Allora ci si risponde: "Si, ma lo sviluppo di cui parliamo non è lo
sviluppo economico o l'occidentalizzazione del mondo, è uno sviluppo
umano o sociale, uno sviluppo sostenibile, come è stato definito". Il
problema è che se voi decidete di chiamare i martelli "tenaglie" e se
chiedete ai vostri contemporanei di passarvi una tenaglia chiamandola
martello, questo non può funzionare. Voi non potete astrarvi dal mondo
nel quale vivete e dal senso che dà alle parole. Così, usando il termine
"sviluppo sostenibile", non fate che alimentare la megamacchina che
distrugge l'umanità e la natura.

Il sistema possiede una capacità straoridnaria di recuperare tutto e si
nutre soprattutto delle cattive contestazioni.
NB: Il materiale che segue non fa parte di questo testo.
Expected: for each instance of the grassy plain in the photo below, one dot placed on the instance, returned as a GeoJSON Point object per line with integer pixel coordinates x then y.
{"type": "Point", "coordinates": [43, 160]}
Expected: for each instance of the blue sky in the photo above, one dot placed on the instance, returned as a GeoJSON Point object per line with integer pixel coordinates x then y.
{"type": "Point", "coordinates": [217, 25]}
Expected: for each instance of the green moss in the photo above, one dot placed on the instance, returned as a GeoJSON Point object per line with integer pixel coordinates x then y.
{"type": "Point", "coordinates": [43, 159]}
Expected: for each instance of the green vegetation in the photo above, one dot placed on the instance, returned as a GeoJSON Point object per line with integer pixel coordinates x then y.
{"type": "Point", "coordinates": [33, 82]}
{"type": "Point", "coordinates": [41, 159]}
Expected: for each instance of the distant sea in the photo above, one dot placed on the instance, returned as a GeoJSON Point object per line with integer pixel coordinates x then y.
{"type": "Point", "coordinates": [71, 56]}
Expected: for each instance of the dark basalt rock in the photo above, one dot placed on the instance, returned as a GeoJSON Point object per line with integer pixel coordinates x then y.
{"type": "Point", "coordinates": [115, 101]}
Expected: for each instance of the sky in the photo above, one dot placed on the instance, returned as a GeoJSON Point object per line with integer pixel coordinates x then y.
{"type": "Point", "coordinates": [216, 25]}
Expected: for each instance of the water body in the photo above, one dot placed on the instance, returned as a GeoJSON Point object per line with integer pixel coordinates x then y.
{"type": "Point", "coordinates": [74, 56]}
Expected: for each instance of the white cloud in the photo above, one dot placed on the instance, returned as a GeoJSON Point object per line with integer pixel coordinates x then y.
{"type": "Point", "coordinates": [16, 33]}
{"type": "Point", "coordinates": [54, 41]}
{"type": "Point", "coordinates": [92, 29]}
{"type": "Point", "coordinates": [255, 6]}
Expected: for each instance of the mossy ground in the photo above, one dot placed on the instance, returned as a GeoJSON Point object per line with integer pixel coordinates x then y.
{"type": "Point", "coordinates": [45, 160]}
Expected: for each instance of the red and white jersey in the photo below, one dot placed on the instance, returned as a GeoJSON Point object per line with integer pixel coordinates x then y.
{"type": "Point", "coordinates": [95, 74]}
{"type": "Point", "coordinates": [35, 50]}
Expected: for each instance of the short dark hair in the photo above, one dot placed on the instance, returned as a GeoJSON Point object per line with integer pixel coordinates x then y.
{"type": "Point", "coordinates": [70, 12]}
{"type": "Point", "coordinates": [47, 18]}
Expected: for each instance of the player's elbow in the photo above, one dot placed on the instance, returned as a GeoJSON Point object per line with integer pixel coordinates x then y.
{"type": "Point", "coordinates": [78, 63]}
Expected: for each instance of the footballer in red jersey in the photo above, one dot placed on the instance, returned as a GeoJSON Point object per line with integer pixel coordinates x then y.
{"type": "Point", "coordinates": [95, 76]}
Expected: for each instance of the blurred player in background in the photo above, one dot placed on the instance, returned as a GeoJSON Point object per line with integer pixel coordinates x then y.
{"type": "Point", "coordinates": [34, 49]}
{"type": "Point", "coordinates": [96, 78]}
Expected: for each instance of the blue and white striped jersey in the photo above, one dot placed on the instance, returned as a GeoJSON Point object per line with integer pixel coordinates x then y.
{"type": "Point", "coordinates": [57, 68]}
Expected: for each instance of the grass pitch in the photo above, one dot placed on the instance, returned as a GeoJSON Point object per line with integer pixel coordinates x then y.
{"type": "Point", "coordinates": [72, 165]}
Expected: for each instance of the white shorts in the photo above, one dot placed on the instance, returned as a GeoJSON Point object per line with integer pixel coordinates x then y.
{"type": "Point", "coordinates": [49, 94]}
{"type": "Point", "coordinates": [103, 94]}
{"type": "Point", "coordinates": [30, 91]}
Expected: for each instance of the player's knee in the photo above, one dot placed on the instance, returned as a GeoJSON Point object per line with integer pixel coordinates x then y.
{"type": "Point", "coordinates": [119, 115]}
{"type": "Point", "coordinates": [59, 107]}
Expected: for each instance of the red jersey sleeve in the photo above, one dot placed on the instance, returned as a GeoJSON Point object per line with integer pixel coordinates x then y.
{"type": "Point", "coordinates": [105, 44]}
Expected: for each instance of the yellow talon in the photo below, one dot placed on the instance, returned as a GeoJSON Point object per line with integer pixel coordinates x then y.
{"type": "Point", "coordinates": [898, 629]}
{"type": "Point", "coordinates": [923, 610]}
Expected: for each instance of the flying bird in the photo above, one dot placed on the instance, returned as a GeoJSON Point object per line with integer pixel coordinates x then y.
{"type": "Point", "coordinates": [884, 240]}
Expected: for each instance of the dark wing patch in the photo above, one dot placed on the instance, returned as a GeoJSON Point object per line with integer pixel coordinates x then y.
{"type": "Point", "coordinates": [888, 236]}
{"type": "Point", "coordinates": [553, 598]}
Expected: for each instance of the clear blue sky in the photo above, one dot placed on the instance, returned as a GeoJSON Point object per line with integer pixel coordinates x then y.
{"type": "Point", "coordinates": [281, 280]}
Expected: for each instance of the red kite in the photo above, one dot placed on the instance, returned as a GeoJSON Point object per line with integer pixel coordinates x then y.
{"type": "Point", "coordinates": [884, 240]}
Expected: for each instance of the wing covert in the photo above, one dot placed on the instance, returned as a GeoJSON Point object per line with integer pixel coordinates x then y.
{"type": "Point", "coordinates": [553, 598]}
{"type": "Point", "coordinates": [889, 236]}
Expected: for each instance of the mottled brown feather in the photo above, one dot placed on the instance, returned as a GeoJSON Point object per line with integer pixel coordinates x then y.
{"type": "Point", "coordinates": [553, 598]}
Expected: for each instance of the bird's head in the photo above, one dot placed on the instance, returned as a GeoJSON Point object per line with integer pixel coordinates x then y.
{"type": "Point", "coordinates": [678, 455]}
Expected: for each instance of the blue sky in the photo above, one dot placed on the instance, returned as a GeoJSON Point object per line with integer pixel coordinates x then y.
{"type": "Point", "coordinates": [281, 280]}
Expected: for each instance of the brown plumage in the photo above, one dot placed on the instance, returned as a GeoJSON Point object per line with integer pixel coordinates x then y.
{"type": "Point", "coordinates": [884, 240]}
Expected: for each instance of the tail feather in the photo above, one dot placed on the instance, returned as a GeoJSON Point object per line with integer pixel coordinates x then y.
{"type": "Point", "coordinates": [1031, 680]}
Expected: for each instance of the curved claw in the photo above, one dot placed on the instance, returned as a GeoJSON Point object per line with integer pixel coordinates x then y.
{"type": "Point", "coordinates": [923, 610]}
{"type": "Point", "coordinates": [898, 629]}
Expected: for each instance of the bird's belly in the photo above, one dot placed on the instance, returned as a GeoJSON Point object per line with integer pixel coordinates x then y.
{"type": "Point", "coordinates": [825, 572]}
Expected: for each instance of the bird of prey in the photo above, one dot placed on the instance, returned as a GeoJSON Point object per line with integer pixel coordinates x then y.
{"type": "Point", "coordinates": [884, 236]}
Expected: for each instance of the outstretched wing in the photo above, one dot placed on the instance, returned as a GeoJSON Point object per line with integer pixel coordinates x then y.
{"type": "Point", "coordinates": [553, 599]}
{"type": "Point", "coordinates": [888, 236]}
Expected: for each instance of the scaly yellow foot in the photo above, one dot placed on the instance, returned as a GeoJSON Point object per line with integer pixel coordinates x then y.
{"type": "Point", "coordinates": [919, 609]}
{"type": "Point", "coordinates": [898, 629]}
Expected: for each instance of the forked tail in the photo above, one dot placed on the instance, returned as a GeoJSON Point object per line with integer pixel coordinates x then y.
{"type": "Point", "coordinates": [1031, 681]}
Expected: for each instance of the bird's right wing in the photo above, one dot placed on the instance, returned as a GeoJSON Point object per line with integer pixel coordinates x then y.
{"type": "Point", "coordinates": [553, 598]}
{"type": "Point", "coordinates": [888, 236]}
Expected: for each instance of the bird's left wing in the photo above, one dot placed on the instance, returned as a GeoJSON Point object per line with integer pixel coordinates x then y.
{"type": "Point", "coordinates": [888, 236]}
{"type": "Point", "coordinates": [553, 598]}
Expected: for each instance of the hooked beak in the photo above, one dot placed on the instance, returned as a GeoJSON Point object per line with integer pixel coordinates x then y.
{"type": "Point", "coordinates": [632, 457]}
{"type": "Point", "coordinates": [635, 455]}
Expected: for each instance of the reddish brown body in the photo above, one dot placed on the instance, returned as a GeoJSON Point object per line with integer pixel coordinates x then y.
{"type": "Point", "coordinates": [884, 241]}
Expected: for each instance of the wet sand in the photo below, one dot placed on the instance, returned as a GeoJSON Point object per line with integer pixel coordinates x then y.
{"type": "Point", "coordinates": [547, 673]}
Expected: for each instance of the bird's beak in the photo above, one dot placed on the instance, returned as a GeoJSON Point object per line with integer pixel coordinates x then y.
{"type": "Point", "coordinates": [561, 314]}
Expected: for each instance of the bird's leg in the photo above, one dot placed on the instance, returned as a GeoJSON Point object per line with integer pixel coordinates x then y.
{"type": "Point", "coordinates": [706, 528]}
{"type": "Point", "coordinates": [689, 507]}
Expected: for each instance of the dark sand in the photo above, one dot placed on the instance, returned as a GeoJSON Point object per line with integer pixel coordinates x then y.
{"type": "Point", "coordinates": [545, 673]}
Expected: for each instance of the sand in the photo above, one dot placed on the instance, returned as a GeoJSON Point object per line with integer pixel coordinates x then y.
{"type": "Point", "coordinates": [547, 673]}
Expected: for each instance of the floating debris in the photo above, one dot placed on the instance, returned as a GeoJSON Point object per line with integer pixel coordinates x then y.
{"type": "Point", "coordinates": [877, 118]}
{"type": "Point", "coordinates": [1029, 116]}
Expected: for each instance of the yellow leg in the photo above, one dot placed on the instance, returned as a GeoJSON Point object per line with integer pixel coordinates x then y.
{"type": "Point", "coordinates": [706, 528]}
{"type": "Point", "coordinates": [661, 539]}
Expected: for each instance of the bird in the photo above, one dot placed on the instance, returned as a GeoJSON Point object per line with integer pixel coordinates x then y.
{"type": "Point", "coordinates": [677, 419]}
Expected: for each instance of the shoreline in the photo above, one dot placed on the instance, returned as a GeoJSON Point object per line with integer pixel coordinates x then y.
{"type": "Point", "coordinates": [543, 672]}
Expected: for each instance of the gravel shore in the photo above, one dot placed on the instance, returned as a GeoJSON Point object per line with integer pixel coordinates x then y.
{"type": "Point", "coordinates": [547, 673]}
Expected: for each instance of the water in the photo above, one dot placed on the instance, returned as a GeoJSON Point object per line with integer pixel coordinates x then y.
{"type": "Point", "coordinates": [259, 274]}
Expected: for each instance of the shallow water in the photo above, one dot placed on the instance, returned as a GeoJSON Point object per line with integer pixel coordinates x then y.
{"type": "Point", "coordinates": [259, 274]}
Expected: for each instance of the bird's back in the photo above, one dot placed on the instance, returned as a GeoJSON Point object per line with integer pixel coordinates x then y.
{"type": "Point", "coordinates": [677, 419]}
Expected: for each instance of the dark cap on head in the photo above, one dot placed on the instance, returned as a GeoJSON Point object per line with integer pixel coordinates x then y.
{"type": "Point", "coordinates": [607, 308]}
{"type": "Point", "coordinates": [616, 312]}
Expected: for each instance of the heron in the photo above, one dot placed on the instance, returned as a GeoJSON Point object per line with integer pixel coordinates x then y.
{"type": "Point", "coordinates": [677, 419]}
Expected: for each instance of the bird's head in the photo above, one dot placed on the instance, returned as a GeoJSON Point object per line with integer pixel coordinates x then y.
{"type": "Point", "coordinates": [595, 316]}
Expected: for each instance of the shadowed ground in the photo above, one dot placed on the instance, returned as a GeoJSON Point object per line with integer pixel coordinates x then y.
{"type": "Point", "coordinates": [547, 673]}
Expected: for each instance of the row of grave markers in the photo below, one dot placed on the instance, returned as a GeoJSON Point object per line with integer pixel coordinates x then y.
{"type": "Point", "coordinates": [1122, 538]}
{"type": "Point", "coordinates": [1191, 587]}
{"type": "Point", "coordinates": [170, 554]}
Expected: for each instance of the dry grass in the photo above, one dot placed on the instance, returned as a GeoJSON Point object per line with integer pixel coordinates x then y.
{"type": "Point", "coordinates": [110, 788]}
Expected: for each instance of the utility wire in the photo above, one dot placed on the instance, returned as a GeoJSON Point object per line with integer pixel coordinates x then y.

Né lo sviluppo, né la crescita, nella loro dimensione economica, quella
comunemente intesa, possono essere sostenibili, perché sono la causa del
carattere insostenibile della nostra civiltà. "Non si risolve un
problema con i modi di pensiero autogenerati" diceva Einstein e non
potremo andare verso un mondo più ecologico proponendo come rimedio ciò
che è all'origine della nostra malattia.

Allora perché un tale successo per questo concetto? Prima gli ecologisti
erano allontanati dal potere. Era un discorso troppo pericoloso per le
istituzioni. Lo sviluppo sostenibile permette di conciliare tutto e il
suo contrario. Ha permesso alle istituzioni di recuperare la critica
ecologista e di sviarla. Ha favorito la creazione di una casta di
"sviluppisti" in politica, nelle istituzioni, dedita a salvaguardare i
suoi interessi. La decrescita si oppone a questo equivoco. Esiste per
ricordare che dobbiamo smettere di deresponsabilizzarci sulla
tecnoscienza. Che la problematica umana ed ecologica è soprattutto
filosofica e politica. E quindi che le risposte saranno filosofiche e
politiche. Ciò di cui abbiamo bisogno prioritariamente non è più scienza
e tecnica, ma più condivisione e sobrietà.